On Saturday, I attended a new convention in NYC called BookCon. There is always this event called Book Expo America which is only open to booksellers, librarians, teachers, publishers, and industry folk but last year they opened the Expo up to the public for Power Reader Day. This has been turned into BookCon by the same people who run New York Comic-Con.
I had always heard wonderful things about Book Expo America especially the fact that attendees get advanced reader copies of new books. Something that also happened at Power Reader Day last year.

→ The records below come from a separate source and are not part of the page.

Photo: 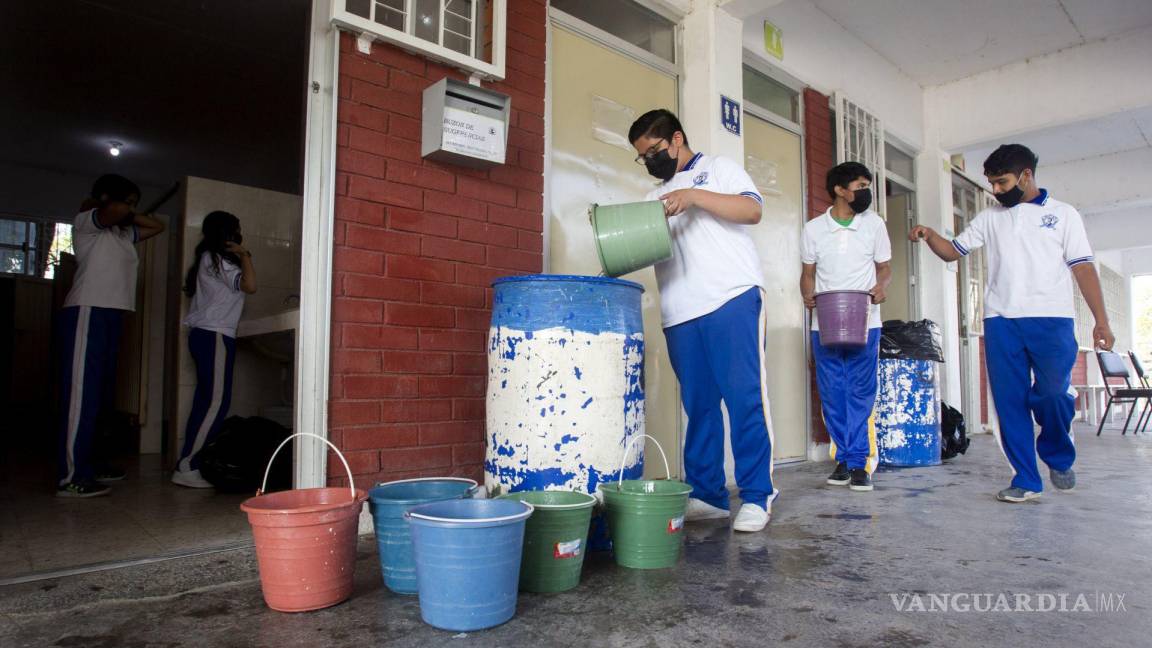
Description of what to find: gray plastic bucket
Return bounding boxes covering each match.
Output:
[816,291,872,348]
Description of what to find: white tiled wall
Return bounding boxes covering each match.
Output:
[175,178,302,444]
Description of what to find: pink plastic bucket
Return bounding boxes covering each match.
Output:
[816,291,872,348]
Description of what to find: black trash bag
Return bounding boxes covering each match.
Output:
[200,416,291,492]
[940,401,971,459]
[880,319,943,362]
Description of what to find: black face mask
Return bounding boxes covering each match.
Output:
[644,149,676,182]
[848,189,872,213]
[993,182,1024,209]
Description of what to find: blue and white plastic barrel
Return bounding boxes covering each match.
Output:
[876,357,940,466]
[484,274,644,521]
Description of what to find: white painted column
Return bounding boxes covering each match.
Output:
[680,1,744,163]
[916,89,975,405]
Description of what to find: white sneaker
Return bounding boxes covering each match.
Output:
[684,497,732,522]
[732,504,772,533]
[172,470,215,488]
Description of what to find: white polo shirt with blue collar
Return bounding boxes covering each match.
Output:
[645,153,764,329]
[799,208,892,331]
[65,209,139,310]
[952,189,1093,318]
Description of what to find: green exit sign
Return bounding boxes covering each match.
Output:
[764,21,785,61]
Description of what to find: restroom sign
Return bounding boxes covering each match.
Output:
[720,95,740,135]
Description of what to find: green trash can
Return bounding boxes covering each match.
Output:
[589,201,672,277]
[500,490,596,593]
[600,435,692,570]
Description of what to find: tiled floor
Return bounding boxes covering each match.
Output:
[0,455,251,579]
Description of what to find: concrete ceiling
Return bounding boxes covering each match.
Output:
[0,0,310,202]
[964,103,1152,174]
[797,0,1152,85]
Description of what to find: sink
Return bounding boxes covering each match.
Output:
[236,308,300,338]
[236,309,300,362]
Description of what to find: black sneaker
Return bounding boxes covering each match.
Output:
[848,468,872,490]
[96,466,128,482]
[56,482,112,497]
[827,461,852,485]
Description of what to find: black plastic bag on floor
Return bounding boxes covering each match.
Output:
[200,416,291,493]
[940,401,971,459]
[880,319,943,362]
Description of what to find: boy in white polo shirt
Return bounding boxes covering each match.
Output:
[909,144,1115,503]
[56,174,164,497]
[628,110,778,532]
[799,163,892,491]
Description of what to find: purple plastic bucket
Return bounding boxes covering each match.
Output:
[816,291,872,348]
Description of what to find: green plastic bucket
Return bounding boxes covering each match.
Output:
[589,201,672,277]
[500,490,596,593]
[600,435,692,570]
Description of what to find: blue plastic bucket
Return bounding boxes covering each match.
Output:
[407,499,532,632]
[876,357,940,466]
[367,477,478,594]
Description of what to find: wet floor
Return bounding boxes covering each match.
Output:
[0,422,1152,648]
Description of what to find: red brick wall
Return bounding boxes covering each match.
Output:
[328,0,547,487]
[804,88,836,443]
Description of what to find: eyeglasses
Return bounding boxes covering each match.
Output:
[636,138,672,166]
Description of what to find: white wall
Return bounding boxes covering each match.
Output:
[743,1,924,149]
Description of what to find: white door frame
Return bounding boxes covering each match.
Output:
[293,0,340,488]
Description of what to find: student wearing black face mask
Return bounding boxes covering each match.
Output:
[799,163,892,491]
[628,110,778,532]
[172,211,256,488]
[909,144,1115,503]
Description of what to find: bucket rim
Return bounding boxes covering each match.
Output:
[404,500,536,526]
[598,480,692,497]
[812,291,872,297]
[240,487,367,515]
[492,274,644,293]
[497,490,598,511]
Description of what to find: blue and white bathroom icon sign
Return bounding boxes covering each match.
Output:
[720,95,740,135]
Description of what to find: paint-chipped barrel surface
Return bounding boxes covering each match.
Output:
[876,359,940,466]
[485,274,644,492]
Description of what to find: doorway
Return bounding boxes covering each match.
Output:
[545,10,682,475]
[0,0,312,580]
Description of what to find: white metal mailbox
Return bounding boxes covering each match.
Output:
[420,78,511,168]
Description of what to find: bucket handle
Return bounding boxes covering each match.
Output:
[256,432,356,500]
[616,435,672,487]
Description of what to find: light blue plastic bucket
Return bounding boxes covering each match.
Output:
[407,499,532,632]
[367,477,478,594]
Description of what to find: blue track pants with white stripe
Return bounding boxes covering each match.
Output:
[812,329,880,472]
[664,288,776,510]
[176,329,236,472]
[58,306,124,485]
[984,317,1078,492]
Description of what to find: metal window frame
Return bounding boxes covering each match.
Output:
[0,216,37,277]
[741,50,808,129]
[548,2,683,74]
[319,0,508,81]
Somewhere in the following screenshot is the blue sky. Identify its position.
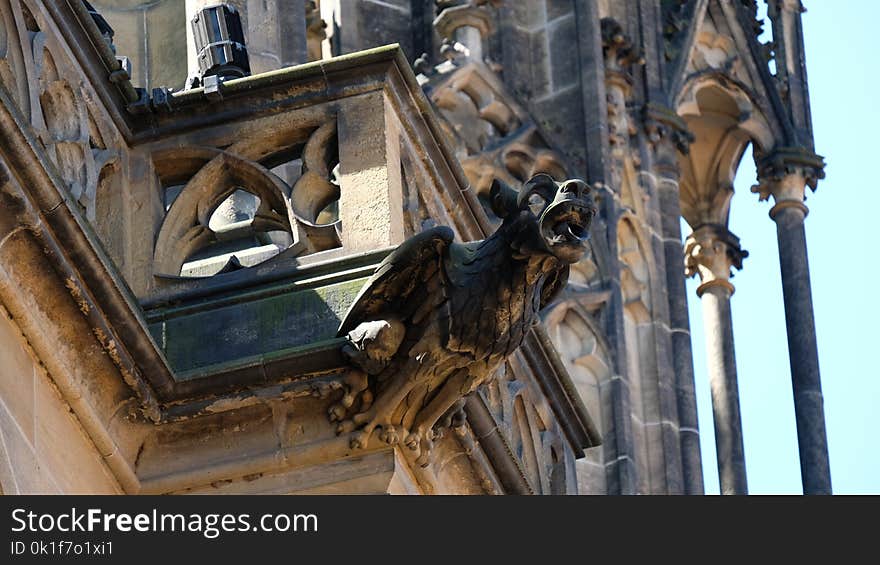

Unfortunately, for whatever reason, BookCon attendees did not get this luxury. They closed off a portion of BEA’s show floor and had booths set up specifically for BookCon but we couldn’t venture to the other side though BEA attendees could. My only real problem with this was that the show floor was so tiny and cramped but some of the booths had signings and giveaways and made it almost impossible to move around. Which also happens at NYCC but at least there’s more space for an escape.
After my quick walk through the floor, I went on line to try to meet Cary Elwes. The Princess Bride is my favorite movie and Elwes’ Robin Hood is one of my favorites. I was lucky enough to get an autograph on the first chapter of his book and speak with him a little bit. He asked for everyone’s name and shook hands. He shook mine twice because I had said what a big fan I was from Princess Bride and Robin Hood: Men in Tights.
After that, I went to get on line for his panel. This was another thing I had a problem with. I was waiting in line but there was a panel before his and I was asked by an employee if I could leave the line and come back closer to his panel. I said fine but when I went back at the time she told me, it appears she didn’t tell other people this and they started a new line. I still managed to get in but I hate that they seem to tell some people one thing but not others. Consistency is key at crowded events like these.
His panel was about the book he wrote about the making of The Princess Bride. He shared tons of stories from the set (most of which I actually knew) and we watched some clips of the movie. He seemed pretty impressed that the whole audience knows every line to the movie. He also did many impressions of his fellow cast members. His retelling of stories involving Andre the Giant (who played Fezzik) was hilarious. I’m very glad I was able to get in and can’t wait for the book to be released in October.
After his panel, there was one with Danielle Fishel from my favorite TV show Boy Meets World. She was discussing her memoir out in September. She relieved some embarrassing moments involving Ben Affleck and Jared Leto. She told some stories from Boy Meets World and how excited she is for us to see Girl Meets World. She seemed very personable and I appreciated her honesty when discussing the Hollywood system. Also, she really does have amazing hair. I was jealous.
Her panel ended just as Jason Segel’s panel for his children’s book, Nightmares, was beginning and I was shut out of that one. Final complaint: the show floor closed at 3 and the last panel started at 4:30. My friends went to John Green’s The Fault in Our Stars panel but I haven’t read the book yet and didn’t want to get spoiled so I avoided it. Also, I heard it was complete madness on line. So, I basically just sat on the floor outside the exhibit hall waiting for them to come out.
All in all, I had a good time because I did what I intended to do but they really need to organize the convention better if they want more attendees.